その植物に似合う鉢を。僕たちがプラモデルで大事にしている「台座」と同じ考えを持っている植物屋があります。その名も「叢(くさむら)」。僕は植物をたくさん買ったり集めたり、部屋を植物でいっぱいにしたい! という願望はないのですが、お部屋のどこかに緑が欲しいと思うタイプです。
そこでよくみているウェブサイトが「叢」です。僕がホビージャパンを辞めた時に、今でも一緒にお仕事をしているデザイナーさんが「お疲れ様でした」と叢さんの植物をプレゼントしてくれたのが、僕と叢さんの出会いです。それが一番上の写真の植物になります。この時植物にも驚いたのですが、鉢にも驚かされました。「これもいただけるんですか!?」と聞くと、「この鉢とセットでひとつの世界であり商品なんです」と教えてくれました。その時に、僕が大好きなプラモデルと同じじゃないか……と思ったんですね。

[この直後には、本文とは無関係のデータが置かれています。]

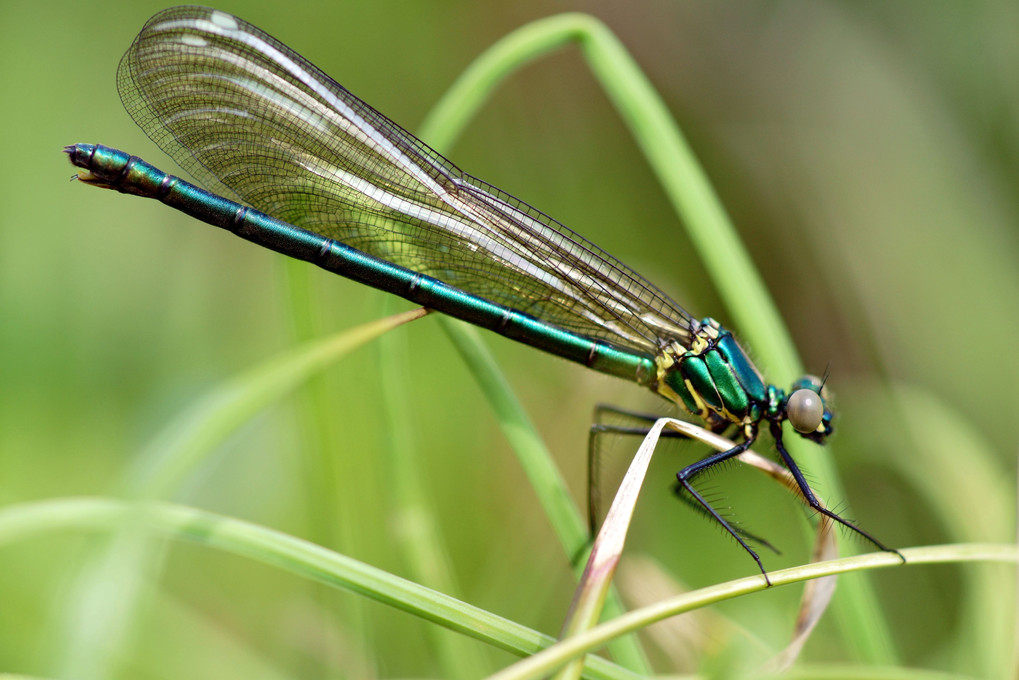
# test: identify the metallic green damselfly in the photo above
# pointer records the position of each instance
(316, 173)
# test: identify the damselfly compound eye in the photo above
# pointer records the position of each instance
(805, 410)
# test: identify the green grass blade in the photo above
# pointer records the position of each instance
(285, 552)
(546, 662)
(701, 212)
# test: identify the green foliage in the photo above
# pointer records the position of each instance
(861, 154)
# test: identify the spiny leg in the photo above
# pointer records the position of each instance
(694, 505)
(688, 473)
(812, 501)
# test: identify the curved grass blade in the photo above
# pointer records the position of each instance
(285, 552)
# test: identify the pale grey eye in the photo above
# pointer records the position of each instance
(805, 409)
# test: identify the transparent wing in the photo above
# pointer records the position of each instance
(251, 118)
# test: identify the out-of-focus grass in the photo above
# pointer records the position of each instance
(866, 154)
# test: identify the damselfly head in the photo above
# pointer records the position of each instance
(807, 409)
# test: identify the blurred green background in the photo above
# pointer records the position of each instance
(868, 154)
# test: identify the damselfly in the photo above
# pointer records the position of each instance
(324, 177)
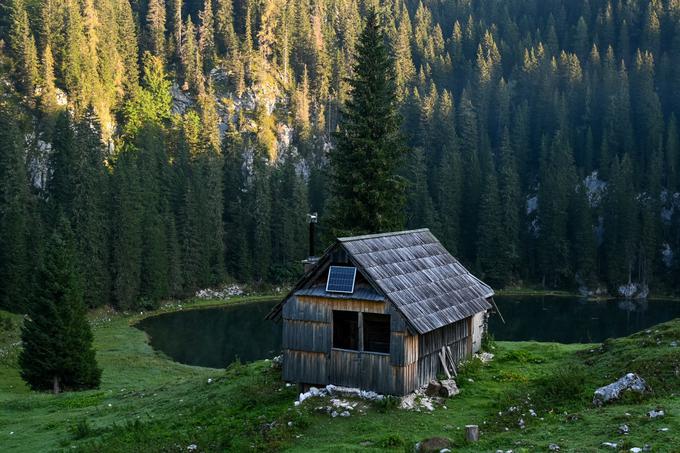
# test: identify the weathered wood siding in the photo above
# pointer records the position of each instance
(456, 336)
(412, 362)
(307, 336)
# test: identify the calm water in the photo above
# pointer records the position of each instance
(215, 337)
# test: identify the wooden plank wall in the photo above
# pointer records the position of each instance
(456, 336)
(413, 360)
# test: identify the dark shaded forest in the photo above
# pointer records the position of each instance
(185, 141)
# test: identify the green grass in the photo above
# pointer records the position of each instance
(149, 403)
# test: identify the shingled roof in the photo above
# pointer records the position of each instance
(414, 271)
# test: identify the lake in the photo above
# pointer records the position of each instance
(215, 337)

確かに植物も素敵な鉢に入っていると見え方が一気に変わります。プラモデルもそう。ハードな汚し塗装をしているものでも、ソリッドな木材の上におけば軽い印象になる。主題を彩る力が、鉢や台座にはあるのです。
叢のウェブサイトには「店主みずからが日本中を旅して集めた個性あふれる植物を、その個体の特徴を引き出す器とあわせて提案する」とあります。僕たちが作り出したプラモデルも同じですよね。それぞれしっかりと個性があります。

先日僕の実家で開催した模型展示会「春のタンまつり」では、みんなで示し合わせたわけでもないのに、自分が作った模型をさらにかっこよく見せたいと、皆が「台座」を持ち寄って来てくれました。テーブルの上に直置きしないだけで、模型はテーブルの空間から切り離されて、より際立って見えます。台座に使用したものも、それぞれの製作者のイメージが反映されて、とても素敵な景色となっていました。

僕は、いつもだったら使い終わったら捨ててしまうペーパーパレットや綿棒、スポンジなども一緒に展示しました。これも僕にとっての模型であり台座です。作っている途中に、「消耗品たちも一緒に走ってくれた相棒」のように思えたのです。だからこそ、これは僕のザブングルをより良く見せるための台座となっているのです。
台座があると模型がカッコよく見える。そして次は、その台座にどんな思いを込めてみるか。叢の鉢の思想を持って、僕も自分の模型を家に展示できたらめちゃくちゃ楽しいだろうなと本気で思うのでした。大好きな模型だからね。